Investment bank Raymond James restarted Apple coverage on Friday, saying Apple's valuation leaves little room for near-term upside.
Analyst coverage from firms like Raymond James can influence how institutional investors frame Apple's growth outlook and risk. The note focuses on whether upcoming iPhone cycles and services growth are enough to justify Apple's premium pricing.
Raymond James says Apple remains financially strong, but believes expectations for the future are already priced in.
Valuation and earnings outlook
Apple ended 2025 at $271.86 per share, putting its market value near $4.06 trillion. Raymond James says investors are already paying a premium, with the stock trading at about 31 times projected 2027 earnings, above Apple's recent average.
Raymond James didn't set a price target with the rating, saying the current share price already reflects its outlook.
Apple's total enterprise value, including debt, is near $4.12 trillion. Analysts believe the price already reflects strong margins, steady cash flow, and Apple's large scale, limiting upside surprises.
iPhone growth, services, and risks
Raymond James expects Apple to earn $8.19 per share in fiscal 2026 and $9.13 in 2027. Revenue is projected to rise from about $450.8 billion in 2026 to $480.4 billion in 2027.

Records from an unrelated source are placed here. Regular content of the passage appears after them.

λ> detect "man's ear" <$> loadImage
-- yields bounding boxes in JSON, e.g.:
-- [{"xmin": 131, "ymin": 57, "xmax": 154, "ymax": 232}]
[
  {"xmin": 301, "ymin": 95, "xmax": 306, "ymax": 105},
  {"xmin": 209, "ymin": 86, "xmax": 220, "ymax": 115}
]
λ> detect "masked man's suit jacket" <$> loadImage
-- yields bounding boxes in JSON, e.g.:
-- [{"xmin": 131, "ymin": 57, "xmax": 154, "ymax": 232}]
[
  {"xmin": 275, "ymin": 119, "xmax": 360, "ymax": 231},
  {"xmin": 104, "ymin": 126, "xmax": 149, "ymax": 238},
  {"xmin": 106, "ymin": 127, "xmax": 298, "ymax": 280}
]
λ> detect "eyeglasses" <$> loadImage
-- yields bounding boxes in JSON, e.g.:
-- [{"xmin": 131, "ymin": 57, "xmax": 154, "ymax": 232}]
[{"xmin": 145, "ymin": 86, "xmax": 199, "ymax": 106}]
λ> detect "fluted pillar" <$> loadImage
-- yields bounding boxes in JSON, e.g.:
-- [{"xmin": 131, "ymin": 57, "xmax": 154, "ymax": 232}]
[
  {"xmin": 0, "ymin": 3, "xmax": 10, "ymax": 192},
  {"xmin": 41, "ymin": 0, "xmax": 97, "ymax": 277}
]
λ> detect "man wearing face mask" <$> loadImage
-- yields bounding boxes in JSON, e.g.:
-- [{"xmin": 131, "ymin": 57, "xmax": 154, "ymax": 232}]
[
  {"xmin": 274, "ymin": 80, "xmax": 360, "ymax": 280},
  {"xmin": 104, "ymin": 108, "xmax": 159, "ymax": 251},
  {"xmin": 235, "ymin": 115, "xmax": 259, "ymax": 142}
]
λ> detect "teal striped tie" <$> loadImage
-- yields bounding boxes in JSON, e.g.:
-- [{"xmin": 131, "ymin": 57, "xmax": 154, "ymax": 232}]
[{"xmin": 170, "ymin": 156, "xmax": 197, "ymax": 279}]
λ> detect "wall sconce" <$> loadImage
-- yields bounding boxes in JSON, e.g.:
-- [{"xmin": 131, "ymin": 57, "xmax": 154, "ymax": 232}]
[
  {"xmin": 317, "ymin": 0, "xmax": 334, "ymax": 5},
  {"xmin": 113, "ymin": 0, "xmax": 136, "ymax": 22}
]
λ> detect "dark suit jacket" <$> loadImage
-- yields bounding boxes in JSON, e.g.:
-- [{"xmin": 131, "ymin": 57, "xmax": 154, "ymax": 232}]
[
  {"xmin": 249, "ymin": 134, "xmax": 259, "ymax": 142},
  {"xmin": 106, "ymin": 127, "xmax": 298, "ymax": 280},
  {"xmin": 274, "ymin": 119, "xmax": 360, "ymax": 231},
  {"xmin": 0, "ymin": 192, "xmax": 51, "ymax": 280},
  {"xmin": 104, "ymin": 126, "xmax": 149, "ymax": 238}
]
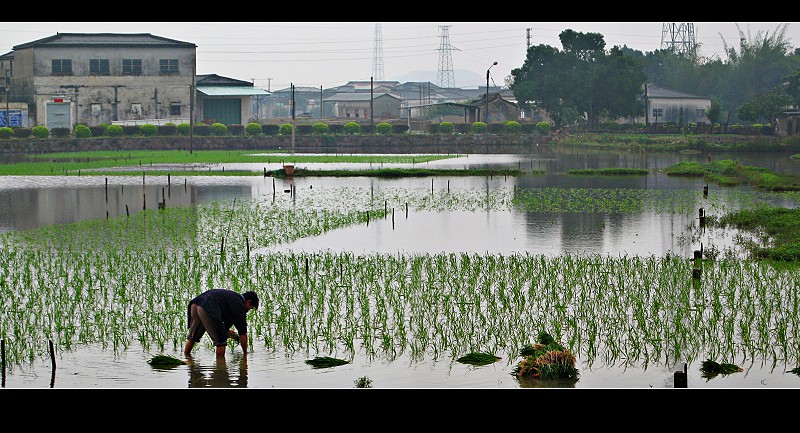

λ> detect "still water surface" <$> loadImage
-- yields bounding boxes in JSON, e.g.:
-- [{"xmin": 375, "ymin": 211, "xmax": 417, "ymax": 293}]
[{"xmin": 0, "ymin": 152, "xmax": 800, "ymax": 388}]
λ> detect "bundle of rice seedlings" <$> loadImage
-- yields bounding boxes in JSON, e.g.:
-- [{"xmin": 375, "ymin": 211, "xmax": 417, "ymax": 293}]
[
  {"xmin": 512, "ymin": 332, "xmax": 580, "ymax": 380},
  {"xmin": 306, "ymin": 356, "xmax": 349, "ymax": 368},
  {"xmin": 147, "ymin": 355, "xmax": 186, "ymax": 368},
  {"xmin": 700, "ymin": 359, "xmax": 744, "ymax": 377},
  {"xmin": 456, "ymin": 352, "xmax": 502, "ymax": 365}
]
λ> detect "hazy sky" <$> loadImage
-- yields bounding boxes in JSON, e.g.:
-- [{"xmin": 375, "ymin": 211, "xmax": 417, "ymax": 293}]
[{"xmin": 0, "ymin": 22, "xmax": 800, "ymax": 90}]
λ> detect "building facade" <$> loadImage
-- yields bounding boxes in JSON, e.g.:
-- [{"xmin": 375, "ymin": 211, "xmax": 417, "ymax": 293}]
[
  {"xmin": 0, "ymin": 33, "xmax": 197, "ymax": 129},
  {"xmin": 644, "ymin": 83, "xmax": 711, "ymax": 125}
]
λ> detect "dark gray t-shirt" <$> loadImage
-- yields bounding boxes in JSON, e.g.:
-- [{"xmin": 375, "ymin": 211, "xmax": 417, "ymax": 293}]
[{"xmin": 187, "ymin": 289, "xmax": 247, "ymax": 335}]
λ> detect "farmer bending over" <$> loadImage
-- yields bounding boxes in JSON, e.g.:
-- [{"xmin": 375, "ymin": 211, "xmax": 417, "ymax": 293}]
[{"xmin": 183, "ymin": 289, "xmax": 258, "ymax": 357}]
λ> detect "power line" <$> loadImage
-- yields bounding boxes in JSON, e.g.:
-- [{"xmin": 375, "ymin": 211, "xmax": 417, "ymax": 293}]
[
  {"xmin": 372, "ymin": 23, "xmax": 383, "ymax": 81},
  {"xmin": 661, "ymin": 23, "xmax": 697, "ymax": 54},
  {"xmin": 436, "ymin": 26, "xmax": 458, "ymax": 87}
]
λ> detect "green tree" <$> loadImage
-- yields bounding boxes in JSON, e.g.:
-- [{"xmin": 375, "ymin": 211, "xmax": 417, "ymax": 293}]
[
  {"xmin": 312, "ymin": 122, "xmax": 330, "ymax": 135},
  {"xmin": 511, "ymin": 29, "xmax": 647, "ymax": 127},
  {"xmin": 706, "ymin": 98, "xmax": 722, "ymax": 124},
  {"xmin": 736, "ymin": 87, "xmax": 792, "ymax": 124},
  {"xmin": 139, "ymin": 123, "xmax": 158, "ymax": 137},
  {"xmin": 31, "ymin": 125, "xmax": 50, "ymax": 138},
  {"xmin": 344, "ymin": 121, "xmax": 361, "ymax": 134}
]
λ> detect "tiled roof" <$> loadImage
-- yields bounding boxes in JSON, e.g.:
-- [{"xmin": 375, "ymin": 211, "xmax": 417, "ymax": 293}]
[{"xmin": 14, "ymin": 33, "xmax": 197, "ymax": 50}]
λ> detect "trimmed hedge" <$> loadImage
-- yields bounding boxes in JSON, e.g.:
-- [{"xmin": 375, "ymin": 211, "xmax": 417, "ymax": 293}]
[
  {"xmin": 106, "ymin": 125, "xmax": 125, "ymax": 137},
  {"xmin": 228, "ymin": 123, "xmax": 244, "ymax": 136}
]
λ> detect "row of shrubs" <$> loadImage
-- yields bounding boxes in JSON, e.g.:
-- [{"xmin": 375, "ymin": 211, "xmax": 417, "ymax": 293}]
[
  {"xmin": 0, "ymin": 120, "xmax": 550, "ymax": 139},
  {"xmin": 570, "ymin": 122, "xmax": 775, "ymax": 135}
]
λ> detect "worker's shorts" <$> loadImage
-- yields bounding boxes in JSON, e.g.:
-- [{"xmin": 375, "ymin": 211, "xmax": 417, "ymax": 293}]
[{"xmin": 187, "ymin": 304, "xmax": 228, "ymax": 346}]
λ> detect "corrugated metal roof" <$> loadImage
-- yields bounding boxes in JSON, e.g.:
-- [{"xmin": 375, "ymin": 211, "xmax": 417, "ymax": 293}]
[
  {"xmin": 325, "ymin": 92, "xmax": 403, "ymax": 101},
  {"xmin": 197, "ymin": 86, "xmax": 269, "ymax": 96},
  {"xmin": 647, "ymin": 83, "xmax": 709, "ymax": 99}
]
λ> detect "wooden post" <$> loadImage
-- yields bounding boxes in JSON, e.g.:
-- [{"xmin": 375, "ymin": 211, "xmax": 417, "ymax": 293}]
[
  {"xmin": 48, "ymin": 340, "xmax": 56, "ymax": 388},
  {"xmin": 674, "ymin": 362, "xmax": 689, "ymax": 388}
]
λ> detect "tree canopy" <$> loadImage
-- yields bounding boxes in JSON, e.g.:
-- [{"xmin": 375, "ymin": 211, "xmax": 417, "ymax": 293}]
[
  {"xmin": 510, "ymin": 24, "xmax": 800, "ymax": 126},
  {"xmin": 511, "ymin": 29, "xmax": 646, "ymax": 126}
]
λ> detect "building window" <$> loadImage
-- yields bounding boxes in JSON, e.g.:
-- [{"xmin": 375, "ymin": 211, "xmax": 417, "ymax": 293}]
[
  {"xmin": 158, "ymin": 59, "xmax": 178, "ymax": 74},
  {"xmin": 122, "ymin": 59, "xmax": 142, "ymax": 75},
  {"xmin": 653, "ymin": 108, "xmax": 664, "ymax": 120},
  {"xmin": 89, "ymin": 59, "xmax": 111, "ymax": 75},
  {"xmin": 53, "ymin": 59, "xmax": 72, "ymax": 75}
]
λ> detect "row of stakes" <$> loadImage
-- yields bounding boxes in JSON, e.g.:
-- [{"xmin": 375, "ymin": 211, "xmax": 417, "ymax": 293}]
[
  {"xmin": 673, "ymin": 185, "xmax": 708, "ymax": 388},
  {"xmin": 0, "ymin": 340, "xmax": 56, "ymax": 388}
]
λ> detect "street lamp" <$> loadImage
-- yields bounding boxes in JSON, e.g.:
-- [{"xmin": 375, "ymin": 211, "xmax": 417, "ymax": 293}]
[{"xmin": 483, "ymin": 62, "xmax": 497, "ymax": 125}]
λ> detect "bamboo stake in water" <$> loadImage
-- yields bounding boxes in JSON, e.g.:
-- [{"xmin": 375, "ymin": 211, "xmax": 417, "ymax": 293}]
[{"xmin": 48, "ymin": 340, "xmax": 56, "ymax": 388}]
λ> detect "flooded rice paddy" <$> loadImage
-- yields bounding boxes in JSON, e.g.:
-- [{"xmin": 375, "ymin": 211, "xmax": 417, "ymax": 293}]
[{"xmin": 0, "ymin": 152, "xmax": 800, "ymax": 388}]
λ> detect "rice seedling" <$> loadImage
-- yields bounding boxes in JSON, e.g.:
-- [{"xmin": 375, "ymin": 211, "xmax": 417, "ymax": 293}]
[
  {"xmin": 0, "ymin": 173, "xmax": 800, "ymax": 384},
  {"xmin": 354, "ymin": 376, "xmax": 372, "ymax": 388}
]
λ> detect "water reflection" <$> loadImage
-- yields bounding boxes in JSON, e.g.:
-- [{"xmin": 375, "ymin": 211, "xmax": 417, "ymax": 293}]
[{"xmin": 187, "ymin": 353, "xmax": 247, "ymax": 388}]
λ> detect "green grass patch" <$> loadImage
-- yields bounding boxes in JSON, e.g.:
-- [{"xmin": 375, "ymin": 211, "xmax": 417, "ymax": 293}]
[
  {"xmin": 0, "ymin": 150, "xmax": 461, "ymax": 176},
  {"xmin": 272, "ymin": 168, "xmax": 532, "ymax": 178},
  {"xmin": 712, "ymin": 206, "xmax": 800, "ymax": 261},
  {"xmin": 664, "ymin": 159, "xmax": 800, "ymax": 191},
  {"xmin": 456, "ymin": 352, "xmax": 502, "ymax": 365},
  {"xmin": 306, "ymin": 356, "xmax": 349, "ymax": 368},
  {"xmin": 147, "ymin": 355, "xmax": 185, "ymax": 368}
]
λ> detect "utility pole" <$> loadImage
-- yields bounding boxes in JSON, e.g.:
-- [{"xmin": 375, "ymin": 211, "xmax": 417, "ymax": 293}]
[
  {"xmin": 189, "ymin": 64, "xmax": 196, "ymax": 155},
  {"xmin": 369, "ymin": 77, "xmax": 375, "ymax": 128},
  {"xmin": 290, "ymin": 83, "xmax": 297, "ymax": 153},
  {"xmin": 4, "ymin": 68, "xmax": 11, "ymax": 128}
]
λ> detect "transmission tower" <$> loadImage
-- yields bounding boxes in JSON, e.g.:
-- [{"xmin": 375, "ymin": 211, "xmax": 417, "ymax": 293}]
[
  {"xmin": 661, "ymin": 23, "xmax": 697, "ymax": 54},
  {"xmin": 436, "ymin": 26, "xmax": 458, "ymax": 87},
  {"xmin": 372, "ymin": 23, "xmax": 383, "ymax": 81}
]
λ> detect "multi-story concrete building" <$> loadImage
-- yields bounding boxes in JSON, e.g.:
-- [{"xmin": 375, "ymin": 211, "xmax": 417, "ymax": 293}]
[{"xmin": 0, "ymin": 33, "xmax": 197, "ymax": 129}]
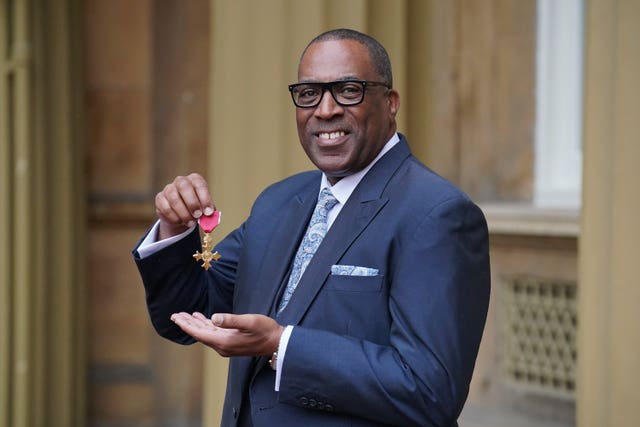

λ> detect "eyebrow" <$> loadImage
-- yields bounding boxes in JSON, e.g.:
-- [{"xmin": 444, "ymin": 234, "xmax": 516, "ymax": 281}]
[{"xmin": 298, "ymin": 76, "xmax": 366, "ymax": 83}]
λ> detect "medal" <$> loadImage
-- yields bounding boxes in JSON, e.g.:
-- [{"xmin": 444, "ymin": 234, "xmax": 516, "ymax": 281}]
[{"xmin": 193, "ymin": 211, "xmax": 222, "ymax": 270}]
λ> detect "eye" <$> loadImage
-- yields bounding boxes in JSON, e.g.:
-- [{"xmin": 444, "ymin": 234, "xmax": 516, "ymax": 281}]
[
  {"xmin": 298, "ymin": 86, "xmax": 320, "ymax": 99},
  {"xmin": 335, "ymin": 82, "xmax": 362, "ymax": 99}
]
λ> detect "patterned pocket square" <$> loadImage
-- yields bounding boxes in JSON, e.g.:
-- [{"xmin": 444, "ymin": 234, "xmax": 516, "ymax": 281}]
[{"xmin": 331, "ymin": 264, "xmax": 378, "ymax": 276}]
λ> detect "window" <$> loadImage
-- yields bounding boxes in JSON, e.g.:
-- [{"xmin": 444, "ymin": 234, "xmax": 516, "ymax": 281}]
[{"xmin": 534, "ymin": 0, "xmax": 584, "ymax": 208}]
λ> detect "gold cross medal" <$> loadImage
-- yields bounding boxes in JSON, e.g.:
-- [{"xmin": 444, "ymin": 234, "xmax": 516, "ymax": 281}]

The firm highlights the iPhone 17 refresh cycle as a major factor in recent share performance. Raymond James estimates iPhone revenue will reach about $217 billion in 2025.
Shipments of iPhones are expected to rise about 4% year over year in 2025 to roughly 238 million units, driven by the iPhone 17 refresh.
Apple's installed base is estimated at about 2.4 billion active devices, which supports predictable upgrades but makes faster growth harder to sustain. Raymond James expects iPhone unit growth to slow to about 3% in both 2026 and 2027.
Services are expected to account for roughly 26% of fiscal 2025 revenue, with modeled growth of about 13% annually through 2027. Even so, Raymond James says Apple's overall performance remains closely tied to hardware cycles.
The firm warns that President Trump's tariffs could cut December-quarter revenue by about $1.4 billion, a risk Apple has already acknowledged. Raymond James also points to Apple's reliance on China for iPhone assembly.
While production in India is growing, China remains crucial for early launch volumes and high-end models.
Those risks arrive as Apple pushes deeper into a refresh cycle that already assumes steady, not accelerating, demand. Raymond James argues future outperformance depends more on margin resilience than new features.